Reliable communication between globally located network devices using IP address namespace is the foundation stone of the Internet. However, it’s more natural for humans to remember stuff by short names than numbers.
Domain Name System (DNS) solves this issue by helping us access the Internet addresses by names such as google.com, instead of an IP address. Through this tutorial, we’ll develop a better understanding of the core concepts and working principles of DNS.
2. DNS Basics
Let’s start with the basics of DNS.
2.1. Lookup Functionality
To be able to access websites on the Internet, the Internet browser needs a lookup system to find IP addresses of the web servers.
First, the browser would send a lookup request for the website’s IP address.
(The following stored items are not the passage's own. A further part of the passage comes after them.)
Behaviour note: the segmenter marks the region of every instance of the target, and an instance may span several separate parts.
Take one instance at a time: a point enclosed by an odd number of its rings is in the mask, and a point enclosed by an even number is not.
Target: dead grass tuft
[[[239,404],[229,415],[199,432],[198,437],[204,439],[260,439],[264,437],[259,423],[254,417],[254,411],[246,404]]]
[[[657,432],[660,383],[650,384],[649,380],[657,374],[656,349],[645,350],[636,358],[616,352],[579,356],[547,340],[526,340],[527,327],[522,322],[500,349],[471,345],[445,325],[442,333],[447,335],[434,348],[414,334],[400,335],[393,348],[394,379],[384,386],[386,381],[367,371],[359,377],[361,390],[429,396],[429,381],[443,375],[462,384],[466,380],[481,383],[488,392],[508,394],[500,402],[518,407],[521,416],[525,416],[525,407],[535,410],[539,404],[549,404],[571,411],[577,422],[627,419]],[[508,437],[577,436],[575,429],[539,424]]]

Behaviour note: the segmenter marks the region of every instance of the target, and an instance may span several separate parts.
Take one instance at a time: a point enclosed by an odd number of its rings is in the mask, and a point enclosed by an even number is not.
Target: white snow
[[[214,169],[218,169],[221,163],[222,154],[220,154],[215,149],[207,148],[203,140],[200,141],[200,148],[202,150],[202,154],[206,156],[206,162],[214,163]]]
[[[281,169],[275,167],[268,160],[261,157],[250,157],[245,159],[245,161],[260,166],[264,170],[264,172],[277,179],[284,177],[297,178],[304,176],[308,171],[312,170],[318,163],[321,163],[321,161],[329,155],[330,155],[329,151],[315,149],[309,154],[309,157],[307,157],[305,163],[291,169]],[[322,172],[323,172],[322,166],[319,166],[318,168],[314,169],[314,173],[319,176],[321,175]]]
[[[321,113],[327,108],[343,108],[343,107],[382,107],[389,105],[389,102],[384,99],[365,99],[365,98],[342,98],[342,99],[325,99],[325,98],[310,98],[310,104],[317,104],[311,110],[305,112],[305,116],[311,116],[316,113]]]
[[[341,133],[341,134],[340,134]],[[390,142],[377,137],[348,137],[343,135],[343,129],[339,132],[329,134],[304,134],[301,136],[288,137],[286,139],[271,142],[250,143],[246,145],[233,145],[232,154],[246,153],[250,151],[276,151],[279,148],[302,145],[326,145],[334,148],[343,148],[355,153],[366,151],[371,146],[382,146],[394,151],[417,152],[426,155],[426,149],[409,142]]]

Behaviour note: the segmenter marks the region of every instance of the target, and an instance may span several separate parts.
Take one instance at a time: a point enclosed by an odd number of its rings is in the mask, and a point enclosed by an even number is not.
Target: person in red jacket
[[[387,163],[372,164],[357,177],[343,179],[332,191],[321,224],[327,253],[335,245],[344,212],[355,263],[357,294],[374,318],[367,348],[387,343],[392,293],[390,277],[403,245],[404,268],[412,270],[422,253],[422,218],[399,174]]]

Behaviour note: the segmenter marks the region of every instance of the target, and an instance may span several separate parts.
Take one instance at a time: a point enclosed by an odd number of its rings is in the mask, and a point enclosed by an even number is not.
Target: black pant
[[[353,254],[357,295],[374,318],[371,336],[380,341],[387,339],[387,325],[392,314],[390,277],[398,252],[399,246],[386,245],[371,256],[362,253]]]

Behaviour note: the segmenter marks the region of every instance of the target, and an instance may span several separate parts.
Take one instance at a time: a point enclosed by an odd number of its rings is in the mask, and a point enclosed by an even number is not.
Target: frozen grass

In the second step, the lookup system would respond with an answer containing the IP address of the domain. Finally, in the third step, the browser would be able to connect to the website using the IP address:
Such a lookup system must be able to store records corresponding to billions of active websites on the Internet. However, it’s not possible for every device on the Internet to store such a massive set of mappings locally.
Moreover, such lookups are critical for the Internet to function efficiently. So, for all the users to access the Internet reliably, DNS is designed as a distributed database system.
2.2. Distributed System
To be highly reliable, we’d want DNS to be highly available, consistent, and tolerant to failures in a network partition. However, as the CAP theorem says, we can’t have all of them at the same time.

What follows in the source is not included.